OPEC's price hawk: how his wings were clipped
Squeezed by the United States boycott and the world oil slump, Libya has for the first time publicly retreated from its hard-line oil pricing policy.
Libya's gesture was made to her largest trading partner and former colonizer, Italy, following a year-long economic dispute and severely strained diplomatic relations between the two countries.
In a recent contract signed with Italy's state-owned energy concern, Ente Nazionale Idrocarburi (ENI), Libya conceded to grant Italy an interest-free loan , which will effectively reduce the price of Libyan oil $2.50 below the OPEC price.
Italian officials say it is the first time Libya has made such a concession to a Western trading partner. Unconfirmed reports in Tripoli hint, however, that similar accommodations have been made with Eastern European countries.
''It's a recognition that, given the current prices of competing crudes, the Libyans are adjusting themselves to the marketplace,'' said one highly placed oil industry executive. Libya, which with Algeria is OPEC's most expensive oil producer, is the most adamant opponent of price rollbacks.
The fact that Libya's second-highest ranking leader, Maj. Gen. Abdul Salam Jalloud, pressed for the Italian meeting and eventually agreed to the conditions , which the Italians find highly satisfactory, signaled to Italian officials that Libya was experiencing severe cash flow problems.
Reports reaching Trade and Foreign Ministry officials say that Libya's monetary reserves, estimated a year ago before the oil slump at $15 billion, have dropped to a maximum $8 billion. Likewise, oil production has plummeted from 1.5 million barrels a day last July to present estimates of 200,000 to 300, 000 barrels a day.
In return for a commitment from Italy to purchase an average 100,000 barrels of Libyan crude at the OPEC price of $35.35 for the last six months of the year, Libya will give Italy four years to pay 15 percent of the purchase with no interest charges. This arrangement allows the Libyans to maintain officially they are not deviating from the OPEC price. At the same time, it allows them to sell their oil at competitive market prices.
Although Italy refused in March to go along with the Reagan administration's economic boycott of Libya for fear of isolating the troublesome power, Italy has had its own problems with the Islamic regime of Col. Muammar Qaddafi.
As a result of the talks, Libya has also signed an agreement promising to resume paying debts owed to Italian manufacturers. Libya abruptly halted these payments when Italy stopped all purchases of Libyan crude except for ENI's equity share, to protest Libya's steep prices.
Libya later offered to barter oil in exchange for the debts, informing some companies it was the only alternative. But Italian manufacturers, objecting to what they considered blackmail, would have nothing to do with the Libyan oil.

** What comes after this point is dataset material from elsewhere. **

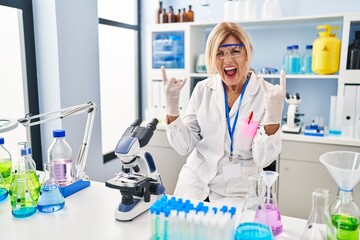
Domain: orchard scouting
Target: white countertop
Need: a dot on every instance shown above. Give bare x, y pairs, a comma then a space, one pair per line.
89, 214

Omar, a chandelier manufacturer in Palermo, has $4.7 million in unpaid bills stacked up. The company turned down a tanker load of Libyan crude valued at $6.2 million even though it has laid off most of the 165 employees. Other small and medium-size companies are on the brink of bankruptcy because of Libya's action.
Confindustria, the Italian manufacturers association, surveyed members and found 157 had outstanding credits to Libya totaling $1.2 billion. Libya claims the debt is half that total.
Italian and Libyan officials will review the outstanding debts on a case-by-case basis to determine the total amount owed. Libya has agreed to retire the entire debt within the next six months.
Officials here say Libya has been exerting the same kind of pressure on other countries to buy high-priced Libyan crude by withholding payments and offering barter deals. West Germany, France, England, and Poland are some of Libya's other targets. However, since Italy was until last year Libya's second-biggest oil customer (after the US), the decision to diversify oil supplies and oppose Libya's prices dealt a severe blow to Libya.
Italy cut back Libyan oil purchases from 300,000 barrels a day in 1980 to 60, 000 today. Libya wants Italy to resume purchases to the 1981 levels of 200,000 a day.
''The problem is not over,'' said a top Foreign Ministry official. ''Libya still refuses to recognize the difficult situation in which her pricing policy puts her.''
Diplomatic relations between Libya and Italy have been equally troubled. Following the Gulf of Sidra incident last August in which US F-14s shot down two Libyan fighter planes, Qaddafi threatened to attack nuclear arms depots in Sicily if similarly provoked again. Italy replied it would take every defense precaution possible against threats from North Africa. Italy then cut off all arms sales to Libya.
Qaddafi called the Italian politicians ''fascists,'' and allegedly sent a hit squad to Rome to assassinate US Ambassador to Italy Maxwell Rabb. Shortly thereafter, Italy intercepted a Libyan passenger plane, which was later reported to have been carrying Qaddafi from Belgrade to Tripoli. The incident caused Libya to accuse the Italians of collaborating with the United States to kill the North African leader.